Factors Acting as Tailwinds
NextEra Energy has well-chalked plans to invest $43.8 billion in different projects in the 2024-2028 time frame to strengthen its transmission and distribution operation, and add renewable energy sources in production and storage projects. The systematic investment will further strengthen and expand operation of the company.
NEE also makes strategic acquisitions to expand its operation. The buyouts of Gulf Power Company, Florida City Gas and ownership stakes in two natural gas power plants from Southern Company will further expand the regulated natural gas operation of the company and be accretive to its earnings over the long term. Acquisitions of a large portfolio of operating landfill gas-to-electric facilities by Energy Resources will support the company’s expanding RNG business.
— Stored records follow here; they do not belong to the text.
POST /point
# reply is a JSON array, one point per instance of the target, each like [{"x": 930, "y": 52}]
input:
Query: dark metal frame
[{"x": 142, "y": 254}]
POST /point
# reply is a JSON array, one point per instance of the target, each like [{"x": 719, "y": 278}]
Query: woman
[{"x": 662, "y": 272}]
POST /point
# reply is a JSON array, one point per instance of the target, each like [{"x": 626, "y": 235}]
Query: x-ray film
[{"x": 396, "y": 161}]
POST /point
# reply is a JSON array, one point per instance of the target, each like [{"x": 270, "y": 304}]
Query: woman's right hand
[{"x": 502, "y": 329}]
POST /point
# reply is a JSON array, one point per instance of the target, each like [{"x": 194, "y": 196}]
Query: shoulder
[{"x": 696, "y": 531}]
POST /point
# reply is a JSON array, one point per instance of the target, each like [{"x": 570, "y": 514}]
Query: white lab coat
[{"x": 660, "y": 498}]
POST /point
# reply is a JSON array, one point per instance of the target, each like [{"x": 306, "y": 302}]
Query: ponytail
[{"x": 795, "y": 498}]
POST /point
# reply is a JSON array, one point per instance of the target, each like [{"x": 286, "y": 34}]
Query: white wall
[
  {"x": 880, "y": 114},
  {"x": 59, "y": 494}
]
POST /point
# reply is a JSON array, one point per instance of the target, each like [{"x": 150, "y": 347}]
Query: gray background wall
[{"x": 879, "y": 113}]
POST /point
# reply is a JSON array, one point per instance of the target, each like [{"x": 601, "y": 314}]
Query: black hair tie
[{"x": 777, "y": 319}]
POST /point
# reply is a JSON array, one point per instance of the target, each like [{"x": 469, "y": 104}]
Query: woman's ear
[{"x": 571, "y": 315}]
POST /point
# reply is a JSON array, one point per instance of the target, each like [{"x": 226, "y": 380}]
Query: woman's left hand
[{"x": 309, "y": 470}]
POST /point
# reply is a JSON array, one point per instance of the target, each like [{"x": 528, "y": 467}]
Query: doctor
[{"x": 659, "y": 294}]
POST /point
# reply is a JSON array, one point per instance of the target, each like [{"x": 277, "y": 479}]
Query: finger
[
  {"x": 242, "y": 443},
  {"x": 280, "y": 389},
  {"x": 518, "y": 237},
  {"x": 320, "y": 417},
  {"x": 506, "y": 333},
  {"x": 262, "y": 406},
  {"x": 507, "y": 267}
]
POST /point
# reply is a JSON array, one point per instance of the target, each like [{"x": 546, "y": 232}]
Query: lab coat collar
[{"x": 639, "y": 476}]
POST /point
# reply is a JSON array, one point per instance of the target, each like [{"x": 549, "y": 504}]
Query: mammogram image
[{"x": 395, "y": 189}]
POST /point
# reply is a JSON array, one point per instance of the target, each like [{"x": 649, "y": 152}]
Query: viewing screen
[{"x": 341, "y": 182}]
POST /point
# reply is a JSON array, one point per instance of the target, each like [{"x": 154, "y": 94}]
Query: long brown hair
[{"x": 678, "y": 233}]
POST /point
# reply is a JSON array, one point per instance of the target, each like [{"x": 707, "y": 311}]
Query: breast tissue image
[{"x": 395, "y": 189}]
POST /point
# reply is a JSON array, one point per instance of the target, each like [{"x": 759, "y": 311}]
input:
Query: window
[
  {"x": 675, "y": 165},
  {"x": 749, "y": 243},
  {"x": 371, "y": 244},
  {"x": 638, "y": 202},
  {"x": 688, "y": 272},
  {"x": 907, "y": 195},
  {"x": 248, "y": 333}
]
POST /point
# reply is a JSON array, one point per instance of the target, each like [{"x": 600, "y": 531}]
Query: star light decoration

NextEra’s unit Energy Resources continues to work on its strategy of making a long-term investment in clean energy assets. The company expects to be able to add 33-42 gigawatts of new renewables in the 2023-2026 time frame to the generation portfolio via clean energy investments. Energy Resources will invest $9.8 billion in various renewable projects to further expand its portfolio. Management has plans to invest $18.3 billion in this segment in the 2024-2028 period.
The company has plans to generate more energy from clean sources and systematic investments are helping it to do the same. The investments are also aiding NEE to lower carbon emissions from the production process. These initiatives will help the company to achieve reducing carbon dioxide emissions rate to 67% by 2025 from 2005 base. In addition, utilities like Duke Energy Corporation (DUK - Free Report) , Xcel Energy (XEL - Free Report) and Dominion Energy (D - Free Report) are investing considerably to lower carbon emissions, and add more renewable and clean sources to their generation portfolio.
Headwinds
The operation and maintenance of NEE's and Florida Power & Light Company’s (FPL) nuclear generation facilities involve environmental, health and financial risks that could result in fines or closure of the facilities, as well as increased costs and capital expenditures.
Unfavorable supply costs, necessary to provide full energy and capacity requirement services, could have an undesirable impact on the company’s earnings outcome. The still-high interest rate is a concern for the capital-intensive industry.
Price Performance
NextEra Energy’s shares have gained 5.3% compared with the industry’s gain of 2.9% in the past month.